BOOK TEN: 1812
13. CHAPTER XIII
On the seventeenth of August Rostov and Ilyin, accompanied by
Lavrushka who had just returned from captivity and by an hussar
orderly, left their quarters at Yankovo, ten miles from Bogucharovo,
and went for a ride- to try a new horse Ilyin had bought and to find
out whether there was any hay to be had in the villages.

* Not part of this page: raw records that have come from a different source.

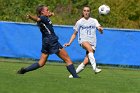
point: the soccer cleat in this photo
(97, 70)
(21, 71)
(70, 76)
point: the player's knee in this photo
(41, 64)
(68, 60)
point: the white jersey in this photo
(87, 30)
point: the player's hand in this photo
(28, 16)
(66, 45)
(100, 29)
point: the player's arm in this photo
(34, 18)
(100, 29)
(71, 39)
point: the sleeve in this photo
(44, 19)
(97, 23)
(76, 27)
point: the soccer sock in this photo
(71, 69)
(34, 66)
(80, 68)
(92, 60)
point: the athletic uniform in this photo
(87, 31)
(50, 44)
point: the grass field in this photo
(53, 78)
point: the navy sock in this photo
(34, 66)
(71, 69)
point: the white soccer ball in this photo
(104, 9)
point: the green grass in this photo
(53, 78)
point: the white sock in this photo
(80, 68)
(92, 60)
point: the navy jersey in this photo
(50, 44)
(46, 29)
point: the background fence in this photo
(115, 46)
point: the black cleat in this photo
(21, 71)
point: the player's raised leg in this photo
(90, 50)
(70, 67)
(81, 67)
(34, 66)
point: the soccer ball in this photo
(104, 9)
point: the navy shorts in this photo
(51, 47)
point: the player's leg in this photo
(88, 47)
(35, 66)
(81, 67)
(70, 67)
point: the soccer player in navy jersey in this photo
(50, 44)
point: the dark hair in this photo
(83, 8)
(39, 9)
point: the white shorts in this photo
(93, 47)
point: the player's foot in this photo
(21, 71)
(97, 70)
(70, 76)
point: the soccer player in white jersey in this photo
(86, 29)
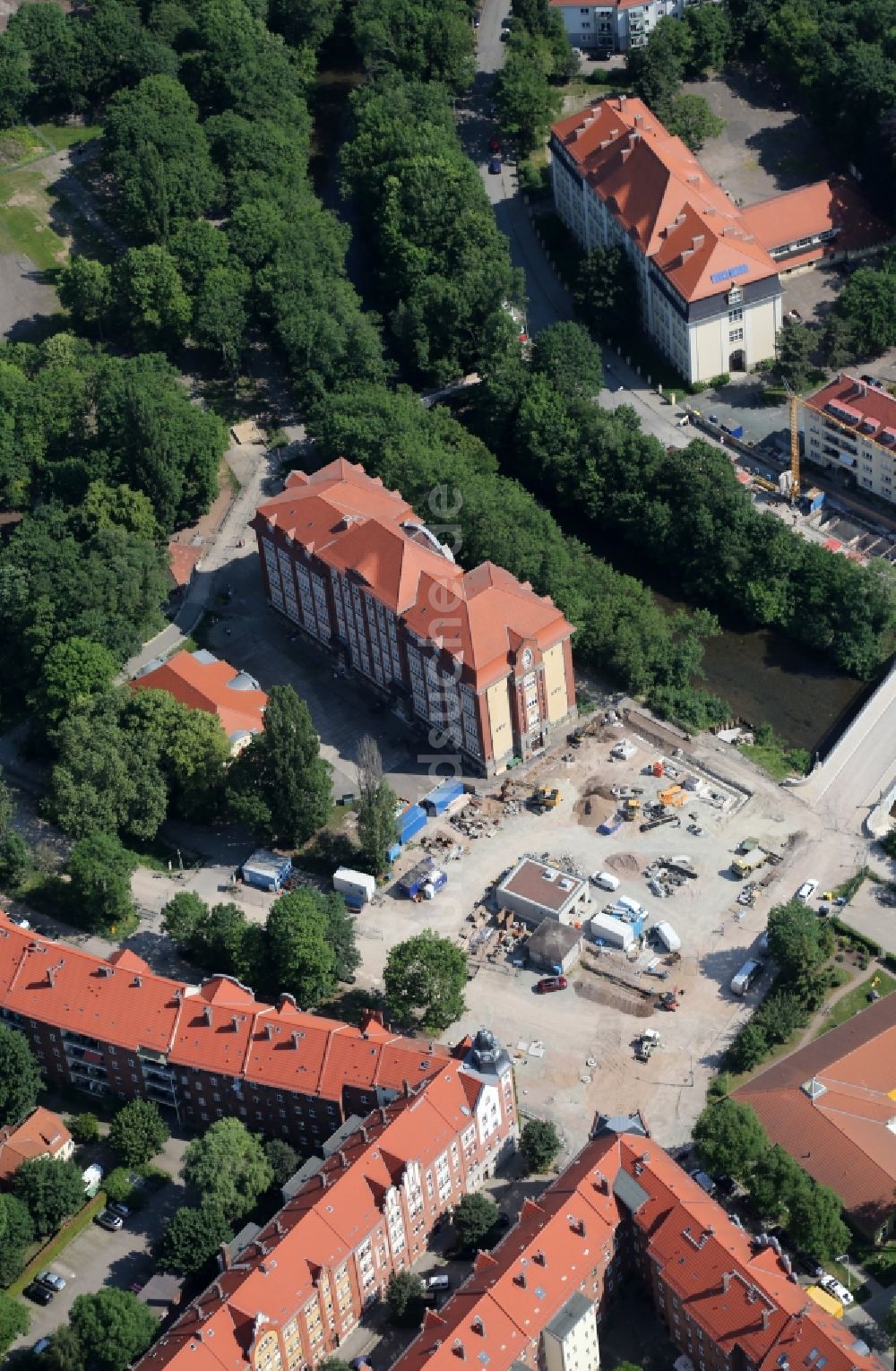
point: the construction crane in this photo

For the last three days Bogucharovo had lain between the two hostile
armies, so that it was as easy for the Russian rearguard to get to
it as for the French vanguard; Rostov, as a careful squadron
commander, wished to take such provisions as remained at Bogucharovo
before the French could get them.
Rostov and Ilyin were in the merriest of moods. On the way to
Bogucharovo, a princely estate with a dwelling house and farm where
they hoped to find many domestic serfs and pretty girls, they
questioned Lavrushka about Napoleon and laughed at his stories, and
raced one another to try Ilyin's horse.
Rostov had no idea that the village he was entering was the property
of that very Bolkonski who had been engaged to his sister.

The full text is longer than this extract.